Monday 16 September 2013

Great Bentley

Returning to Tendring to cover its central churches was a depressing and dull journey - the predominate theme was Victorian restoration, rebuild and  new build with a hint of interesting here and there.

St Mary the Virgin is one of the interesting churches but only to a limited extent - Norman lancets and North door (which is quite poor). Inside it's been thoroughly restored and contains little of interest other than the chancel niches.

What really catches the eye here though is the village green which is more a green with a village attached - why it is so large (43 acres) I have no idea but suspect that it somehow avoided enclosure.

ST MARY THE VIRGIN. Nave, chancel, and W tower. The N side shows clearly that nave and chancel are Norman. The puddingstone is laid diagonally and bedded in excessive amounts of mortar. N doorway with responds with a scroll each. Arch extrados with trellis decoration. S doorway with one order of slightly decorated scalloped capitals, gabled lintel with two tiers of rosettes and voussoirs with zigzag. The E end of the chancel is C19, but has two charming early C14 niches inside with rosettes in the jambs, ogee tops, and leaf sprigs in the spandrels. W tower later C14, with diagonal buttresses, W doorway with fleurons, three-light W window, later battlements. - FONT. Octagonal, with trefoils and shields; simple. - TILES. Nine tiles of c. 1300 in front of the altar; red, with pattern including a stag and a greyhound. - MONUMENT. P. Thompson d. 1865, by Sanders of Euston Road, still in the traditions of 1800.

GREEN. The village green of Great Bentley is the largest in Essex, so large that it is almost a common. Whatever houses border on it seem small, seen across the green, and there are in any case hardly any larger than cottages. One tongue reaches into the green, and two islands are in it, one with a white Early Victorian villa and the dark trees of its garden, the other with the red brick. METHODIST  CHAPEL of 1843 (with Gothic windows) and other later red brick buildings. The best houses are on the SW side, towards the church.

Font

Sanctuary niche (2)

Great Bentley

GREAT BENTLEY. Here is a village green of 42 acres, with roads crossing it and ducks and chickens popping out from gates of cottages as they have done since Norman children played their games on this great place.

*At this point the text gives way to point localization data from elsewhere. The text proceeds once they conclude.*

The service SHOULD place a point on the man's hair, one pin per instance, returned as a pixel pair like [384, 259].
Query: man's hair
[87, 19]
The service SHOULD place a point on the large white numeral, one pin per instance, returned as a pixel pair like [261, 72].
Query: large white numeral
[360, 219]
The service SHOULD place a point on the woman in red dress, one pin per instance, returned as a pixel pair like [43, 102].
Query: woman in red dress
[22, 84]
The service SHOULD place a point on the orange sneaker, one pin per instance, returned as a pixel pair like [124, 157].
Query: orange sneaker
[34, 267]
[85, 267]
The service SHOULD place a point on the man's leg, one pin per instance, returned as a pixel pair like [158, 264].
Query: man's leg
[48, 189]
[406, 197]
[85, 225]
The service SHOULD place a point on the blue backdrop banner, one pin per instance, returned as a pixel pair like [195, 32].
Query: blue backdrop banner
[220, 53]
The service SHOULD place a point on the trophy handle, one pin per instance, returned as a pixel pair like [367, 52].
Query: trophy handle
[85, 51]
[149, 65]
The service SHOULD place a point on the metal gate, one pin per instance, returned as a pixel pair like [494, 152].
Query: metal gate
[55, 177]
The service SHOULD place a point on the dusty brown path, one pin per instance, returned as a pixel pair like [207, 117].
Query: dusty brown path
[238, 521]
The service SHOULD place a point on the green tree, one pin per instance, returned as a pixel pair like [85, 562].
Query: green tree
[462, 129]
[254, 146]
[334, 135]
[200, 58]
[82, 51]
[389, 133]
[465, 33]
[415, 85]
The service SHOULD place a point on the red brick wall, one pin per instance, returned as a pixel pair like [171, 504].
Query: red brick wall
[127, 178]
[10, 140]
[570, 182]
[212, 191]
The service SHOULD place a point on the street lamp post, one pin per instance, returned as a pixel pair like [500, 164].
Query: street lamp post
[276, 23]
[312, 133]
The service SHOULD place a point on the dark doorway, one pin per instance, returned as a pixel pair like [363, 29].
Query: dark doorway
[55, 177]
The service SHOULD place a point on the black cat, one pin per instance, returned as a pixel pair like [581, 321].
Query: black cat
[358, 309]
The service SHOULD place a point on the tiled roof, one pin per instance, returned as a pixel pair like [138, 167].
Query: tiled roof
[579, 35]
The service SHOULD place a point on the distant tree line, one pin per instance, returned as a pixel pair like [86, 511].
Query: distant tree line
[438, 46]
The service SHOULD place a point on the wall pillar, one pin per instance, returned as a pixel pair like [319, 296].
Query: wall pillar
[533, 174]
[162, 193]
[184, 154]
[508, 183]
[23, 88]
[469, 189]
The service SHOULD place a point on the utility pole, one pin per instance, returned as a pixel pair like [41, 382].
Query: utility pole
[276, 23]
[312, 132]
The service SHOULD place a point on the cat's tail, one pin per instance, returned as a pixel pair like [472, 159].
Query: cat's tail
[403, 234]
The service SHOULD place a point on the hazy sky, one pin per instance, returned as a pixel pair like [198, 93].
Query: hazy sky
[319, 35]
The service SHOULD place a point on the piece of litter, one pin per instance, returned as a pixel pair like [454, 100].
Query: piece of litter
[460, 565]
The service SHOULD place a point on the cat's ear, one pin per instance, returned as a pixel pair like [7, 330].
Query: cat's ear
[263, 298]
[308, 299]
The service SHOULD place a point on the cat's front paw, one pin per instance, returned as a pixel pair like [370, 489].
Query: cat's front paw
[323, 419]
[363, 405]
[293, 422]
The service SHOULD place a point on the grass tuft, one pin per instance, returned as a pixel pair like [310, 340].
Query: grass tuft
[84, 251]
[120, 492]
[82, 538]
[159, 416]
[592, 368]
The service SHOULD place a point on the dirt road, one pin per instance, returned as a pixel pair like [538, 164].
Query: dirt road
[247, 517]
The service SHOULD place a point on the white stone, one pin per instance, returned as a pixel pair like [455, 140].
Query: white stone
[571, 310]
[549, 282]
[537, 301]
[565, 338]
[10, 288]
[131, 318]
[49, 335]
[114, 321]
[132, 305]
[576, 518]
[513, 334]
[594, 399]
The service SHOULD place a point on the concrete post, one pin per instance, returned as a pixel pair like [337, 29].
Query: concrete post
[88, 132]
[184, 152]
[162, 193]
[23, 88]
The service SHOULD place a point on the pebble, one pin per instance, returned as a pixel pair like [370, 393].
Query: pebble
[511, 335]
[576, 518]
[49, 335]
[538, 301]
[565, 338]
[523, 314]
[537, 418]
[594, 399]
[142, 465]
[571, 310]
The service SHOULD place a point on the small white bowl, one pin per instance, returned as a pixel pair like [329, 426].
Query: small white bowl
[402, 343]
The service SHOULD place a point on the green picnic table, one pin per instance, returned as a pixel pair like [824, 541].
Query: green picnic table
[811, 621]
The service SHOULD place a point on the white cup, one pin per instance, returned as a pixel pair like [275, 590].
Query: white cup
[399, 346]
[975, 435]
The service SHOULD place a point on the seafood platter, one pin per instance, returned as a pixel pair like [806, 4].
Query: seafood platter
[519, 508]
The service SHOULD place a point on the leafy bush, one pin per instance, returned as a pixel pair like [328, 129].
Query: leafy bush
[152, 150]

There is a pond by the green with 17th century houses behind it, and round the corner is the big churchyard. Passing through its gate we make our way under an avenue of lopped poplars to a timbered porch of the 14th century, with a carved Norman doorway inside.

We may see here too how deftly the Normans used their axes in carving the chevrons, the sunflowers, and the other rich ornaments of the doorway which also has two medieval sundials on the other side. To right and left above this door are the narrow round windows of the same age. The chancel was lengthened and the solid tower added 600 years ago. It was only in our own time that the roof of the chancel and the nave were revealed, and both are splendid examples of timber work of five hundred years ago.

The village has a pathetic memory of the bitter days of Mary Tudor’s reign. There lived here a family of three, William Munt, his wife Alice, and their daughter Rose, who belonged to a little group of people who used to gather together to read the Bible. There was a Judas among them, a priest named Thomas Tye, who left the group and reported its practices to Bishop Bonner. The agents of the torturers met Rose Munt and tried to shake her faith by putting her hand in a candle flame, but Rose declared that if she were compelled to burn she would be given the strength to bear it. William and his wife were over 60, but Rose was 20, yet when the three were thrown into prison she went there singing. In their death this little family was not divided, for all three were burnt together in Colchester.